Amidst talk of inconsistent gradients in the first beta of iOS 7 and Jony Ive’s taste for neon colors, Apple would like to remind us how the world is being changed by technology. Specifically, how real people – actual human beings, not faceless corporations – can make an impact and change someone else’s life with apps.
In a 10-minute video uploaded earlier today on their YouTube channel, Apple has essentially produced a follow-up to last year’s developer video. This year, Apple has decided to showcase apps that are enabling people with prosthetic feet to control their movements from an iPhone; that allow doctors in Africa to instantly diagnose symptoms on people who have never seen hospitals or received proper healthcare; apps that allow a parent to listen to his kid, who was never able to speak. And in the process, Apple focuses on the other side of the coin – the people who make apps.
It is a powerful, emotional video that carries a deep message. Since Monday, iOS 7 has been criticized by many for lacking a unifying vision, for going too much in the opposite direction of what iOS used to represent, for being “fashionable” instead of truly innovative. I think that this new video, appropriately uploaded during WWDC and the ongoing debate on iOS 7’s new look, fits perfectly with Apple’s other strong message from earlier this week – Designed by Apple in California.
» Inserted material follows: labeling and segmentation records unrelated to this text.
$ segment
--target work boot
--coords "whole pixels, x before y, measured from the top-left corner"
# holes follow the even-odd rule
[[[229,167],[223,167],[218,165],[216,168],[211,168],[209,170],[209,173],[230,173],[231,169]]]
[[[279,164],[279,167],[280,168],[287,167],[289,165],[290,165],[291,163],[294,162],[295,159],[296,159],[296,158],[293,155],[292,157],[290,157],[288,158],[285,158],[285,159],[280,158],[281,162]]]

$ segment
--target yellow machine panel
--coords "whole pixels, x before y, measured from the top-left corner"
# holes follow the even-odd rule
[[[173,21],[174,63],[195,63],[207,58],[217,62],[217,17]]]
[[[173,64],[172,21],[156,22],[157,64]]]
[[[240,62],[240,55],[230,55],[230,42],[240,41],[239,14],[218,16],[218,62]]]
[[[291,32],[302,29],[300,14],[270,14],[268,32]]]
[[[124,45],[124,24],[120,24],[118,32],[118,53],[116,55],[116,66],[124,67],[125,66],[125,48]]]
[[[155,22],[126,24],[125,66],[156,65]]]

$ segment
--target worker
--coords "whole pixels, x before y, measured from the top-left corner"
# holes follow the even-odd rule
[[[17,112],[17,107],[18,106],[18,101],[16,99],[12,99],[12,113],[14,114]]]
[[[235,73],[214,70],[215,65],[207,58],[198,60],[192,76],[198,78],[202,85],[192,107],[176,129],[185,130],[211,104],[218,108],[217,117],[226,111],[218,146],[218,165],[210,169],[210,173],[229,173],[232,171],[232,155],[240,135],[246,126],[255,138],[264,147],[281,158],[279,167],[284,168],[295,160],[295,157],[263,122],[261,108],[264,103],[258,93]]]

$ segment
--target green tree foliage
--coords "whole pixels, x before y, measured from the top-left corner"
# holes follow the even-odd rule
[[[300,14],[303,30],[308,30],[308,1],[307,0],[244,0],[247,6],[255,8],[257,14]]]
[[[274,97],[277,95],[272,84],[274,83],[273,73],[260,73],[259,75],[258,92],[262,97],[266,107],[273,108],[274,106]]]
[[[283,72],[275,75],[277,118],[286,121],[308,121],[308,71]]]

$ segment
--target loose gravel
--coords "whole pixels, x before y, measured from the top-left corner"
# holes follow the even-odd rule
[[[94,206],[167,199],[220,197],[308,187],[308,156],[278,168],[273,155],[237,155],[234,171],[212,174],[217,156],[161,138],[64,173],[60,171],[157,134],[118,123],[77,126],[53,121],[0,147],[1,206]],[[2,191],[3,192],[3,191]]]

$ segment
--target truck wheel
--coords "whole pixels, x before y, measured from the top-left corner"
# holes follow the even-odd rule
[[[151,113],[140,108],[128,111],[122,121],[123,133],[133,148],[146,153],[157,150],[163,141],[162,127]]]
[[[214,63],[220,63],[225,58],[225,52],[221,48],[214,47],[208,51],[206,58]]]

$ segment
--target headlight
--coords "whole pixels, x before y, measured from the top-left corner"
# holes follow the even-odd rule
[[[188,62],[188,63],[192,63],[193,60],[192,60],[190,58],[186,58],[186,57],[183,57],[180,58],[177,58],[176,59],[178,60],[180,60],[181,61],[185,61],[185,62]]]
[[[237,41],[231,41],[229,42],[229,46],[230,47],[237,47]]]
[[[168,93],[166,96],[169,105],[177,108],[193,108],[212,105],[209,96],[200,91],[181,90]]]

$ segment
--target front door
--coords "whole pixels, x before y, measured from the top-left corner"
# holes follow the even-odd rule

Making apps has, clearly, become a new economy in itself. It created jobs, new millionaires, and companies that, like well-oiled machines, are capable of intelligently operating the App Store’s freemium and IAP models to generate a lot of revenue on games and other kinds of apps. This is the inevitable consequence of running a platform, the App Store, that is the only source of software for over 600 million iOS devices sold around the globe.
But Apple knows that, alongside the big name companies and game publishers, there are hundreds of genuine good stories about people whose life hasn’t simply been made more enjoyable by Angry Birds, but deeply transformed by powerful, groundbreaking apps. The stories worth telling. The ones that, as Jobs said three years ago, help you get out of bed in the morning and go to work. The problems that you wish would never touch your kid or a loved one but that, unfortunately, sometimes do. The sense of meaningful achievement in seeing your app impacting people’s lives in positive ways. How, thanks to modern technologies and several other choices made over the years, some of those problems can be alleviated, if not completely solved.
“Who will this help? Will it make life better?”, Apple asked us, and themselves, this week. Beyond cynicism, legitimate taste in operating systems and tech companies, and critiques on the App Store (myself included), let’s consider how lucky we are to live in a world where someone can make an app to change another person’s life. Because for every 100 flashlight apps, there’s a good story worth telling.
“I’m just a guy who saw a problem that needed to be solved”, says a developer in Apple’s video. That’s the power of apps.